Tiffany is married to Grant Sparks and has a blended family of 6 children.
Rev. Susan Pickering is a minister in the Uniting Church in Australia, currently serving on supply at the Balmain UC, Sydney. Prior to ordination Susan has spent time working in the areas of Domestic Violence, Mental Health and Disability for both NGO and government. She has spent some time working with Church of South India in Chennai and was a group leader of a UCA tour on two occasions.
Susan is currently a member of the Sydney Presbytery Standing Committee and Uniting Justice reference committee. She is committed to issues of social justice both locally and globally, working towards the gospel imperatives of justice, inclusion, care and compassion for both people, particularly the vulnerable, and planet.
Len Baglow is a policy advocate with qualifications in both social work and urban and regional planning. In recent years, he has been involved in refugee and asylum seeker policy, income support policy, housing policy and child protection policy. He is particularly passionate about the growing poverty and disadvantage of students from poorer backgrounds who are attempting further education.
In the 1980s and 90s Len was active in the environment movement and retains a strong interest. He is a keen bird watcher and bush walker.
Len has written several theological articles and one book. His interest is mainly in the practical implications of theology. Many different theologians have had an influence on Len.
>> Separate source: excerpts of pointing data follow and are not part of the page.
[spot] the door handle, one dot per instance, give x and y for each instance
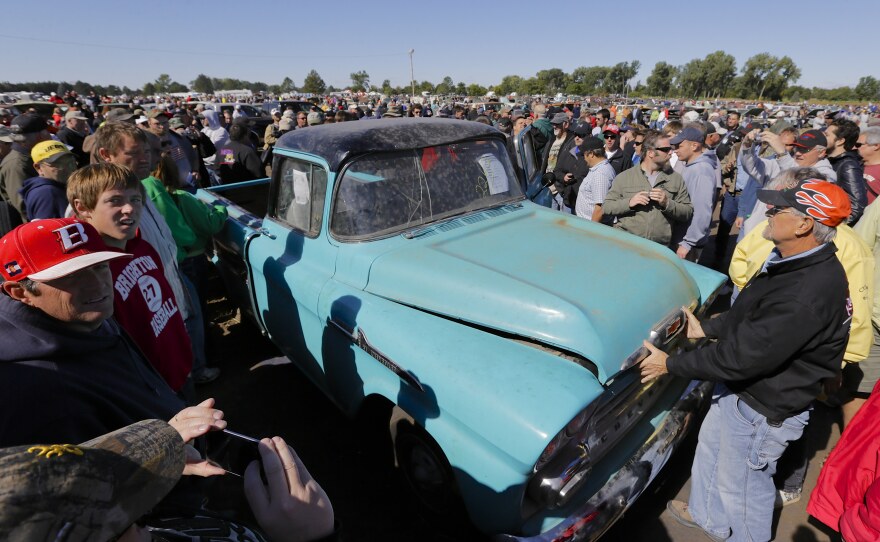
(267, 233)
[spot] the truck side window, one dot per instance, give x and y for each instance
(300, 196)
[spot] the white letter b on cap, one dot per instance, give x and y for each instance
(72, 236)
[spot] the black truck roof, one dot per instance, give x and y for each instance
(339, 141)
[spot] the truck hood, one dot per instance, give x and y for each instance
(559, 280)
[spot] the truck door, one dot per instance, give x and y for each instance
(290, 261)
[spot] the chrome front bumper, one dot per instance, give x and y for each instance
(599, 513)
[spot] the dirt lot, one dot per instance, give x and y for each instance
(352, 459)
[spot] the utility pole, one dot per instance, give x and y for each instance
(412, 78)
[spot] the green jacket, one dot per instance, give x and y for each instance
(16, 167)
(648, 221)
(192, 223)
(205, 220)
(183, 234)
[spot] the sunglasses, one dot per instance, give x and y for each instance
(776, 211)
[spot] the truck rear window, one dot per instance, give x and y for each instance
(383, 193)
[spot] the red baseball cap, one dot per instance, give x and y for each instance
(824, 202)
(52, 248)
(613, 128)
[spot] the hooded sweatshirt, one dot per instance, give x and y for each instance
(700, 176)
(44, 198)
(63, 385)
(215, 132)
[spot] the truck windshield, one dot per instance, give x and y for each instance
(383, 193)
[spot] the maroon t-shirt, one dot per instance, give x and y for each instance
(145, 307)
(872, 178)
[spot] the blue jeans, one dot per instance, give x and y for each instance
(557, 204)
(732, 489)
(195, 327)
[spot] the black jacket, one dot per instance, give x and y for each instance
(74, 140)
(786, 332)
(620, 162)
(569, 161)
(850, 177)
(60, 385)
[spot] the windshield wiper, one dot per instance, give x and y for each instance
(422, 229)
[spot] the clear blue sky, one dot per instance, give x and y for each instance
(127, 43)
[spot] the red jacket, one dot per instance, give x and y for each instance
(846, 485)
(862, 520)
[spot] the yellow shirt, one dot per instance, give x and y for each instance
(858, 263)
(868, 228)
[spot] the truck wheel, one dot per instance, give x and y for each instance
(425, 467)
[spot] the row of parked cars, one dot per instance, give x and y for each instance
(401, 266)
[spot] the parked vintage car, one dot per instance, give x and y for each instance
(397, 263)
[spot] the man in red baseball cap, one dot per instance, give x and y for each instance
(786, 333)
(68, 373)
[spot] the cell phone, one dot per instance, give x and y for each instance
(231, 451)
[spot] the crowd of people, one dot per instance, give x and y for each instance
(103, 261)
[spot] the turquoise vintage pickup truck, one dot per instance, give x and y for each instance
(396, 261)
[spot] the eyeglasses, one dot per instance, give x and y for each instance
(777, 211)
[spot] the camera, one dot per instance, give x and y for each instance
(231, 451)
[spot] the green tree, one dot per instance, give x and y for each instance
(720, 70)
(360, 80)
(868, 88)
(162, 83)
(660, 80)
(476, 90)
(765, 76)
(619, 75)
(82, 88)
(691, 79)
(531, 86)
(589, 80)
(313, 83)
(447, 86)
(796, 93)
(287, 85)
(203, 84)
(508, 84)
(174, 86)
(552, 81)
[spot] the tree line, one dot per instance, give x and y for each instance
(761, 77)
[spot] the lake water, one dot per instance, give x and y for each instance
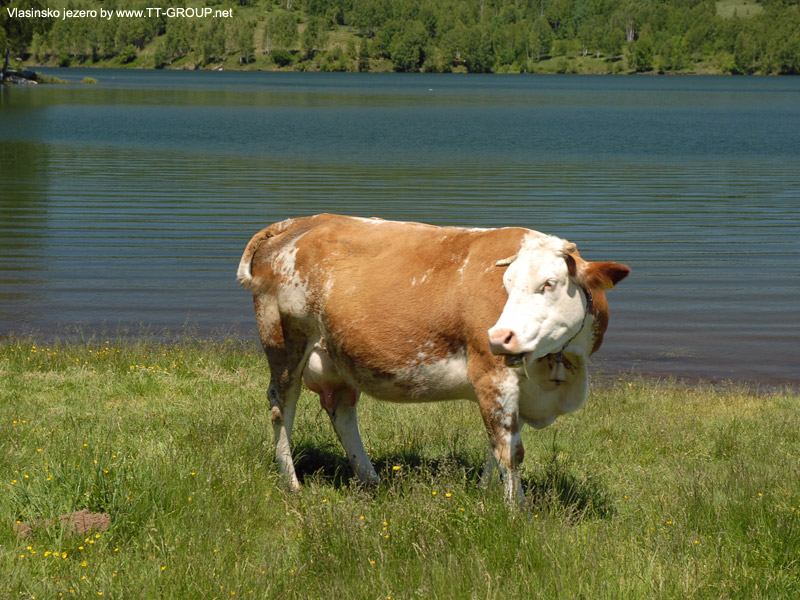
(127, 204)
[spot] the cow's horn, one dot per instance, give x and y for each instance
(568, 248)
(506, 261)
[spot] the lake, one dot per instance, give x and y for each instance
(125, 205)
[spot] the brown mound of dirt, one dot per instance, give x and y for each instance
(79, 522)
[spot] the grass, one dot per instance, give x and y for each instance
(653, 489)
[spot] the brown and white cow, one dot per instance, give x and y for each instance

Most recently he has been exploring the practical implications of Jack Caputo’s work on Derrida.
Len is a member of the South Woden Uniting Church in Canberra.
Ray Barraclough grew up on a farm near Clermont in central Queensland. He majored in history at the University of Queensland before working as a high school teacher for three years at Childers. He then went on to study at Moore Theological College in Sydney. On completing his studies there, he enrolled at Macquarie University to research his doctoral thesis. In his doctorate he explored a range of political ideas that are to be found amongst the New Testament writers.
Ray was ordained as an Anglican priest in Brisbane diocese in 1975. In that diocese Ray has served as a parish priest, university chaplain and theological lecturer.
Ray served his curacy at St James’ Anglican Church in Toowoomba. He then became Rector of St John’s Church, Upper Mount Gravatt. From 1979 to 1988 he was the Anglican Chaplain to the University of Queensland.
During the late 1970s and 1980s Ray was involved with Concerned Christians that was an ecumenical coalition of Christians in south-east Queensland who were concerned about the erosion of civic rights and wider political malpractice that were a feature of Queensland’s political landscape during those years.
From 1989 to 1993 Ray and his wife, Dorothy, served at St George’s College, Jerusalem, where Ray was senior lecturer. Subsequent to his return, he was the founding President of Friends of Sabeel Australia Inc [FOSAI]. FOSAI seeks to give support to the vision and activity of Palestinian Christians, and especially to the Sabeel Ecumenical Liberation Theology Center in Jerusalem.
On returning to Australia, Ray took up an appointment as lecturer in New Testament at St Francis’ Anglican Theological College in Brisbane. Concurrent with that position he was also a member of the ecumenical lecturing team drawn from Brisbane’s Anglican, Catholic and Uniting Church seminaries.
While now living in retirement, Ray has been intimately involved in the establishment and lobbying activities of A Progressive Christian Voice (Australia) Inc.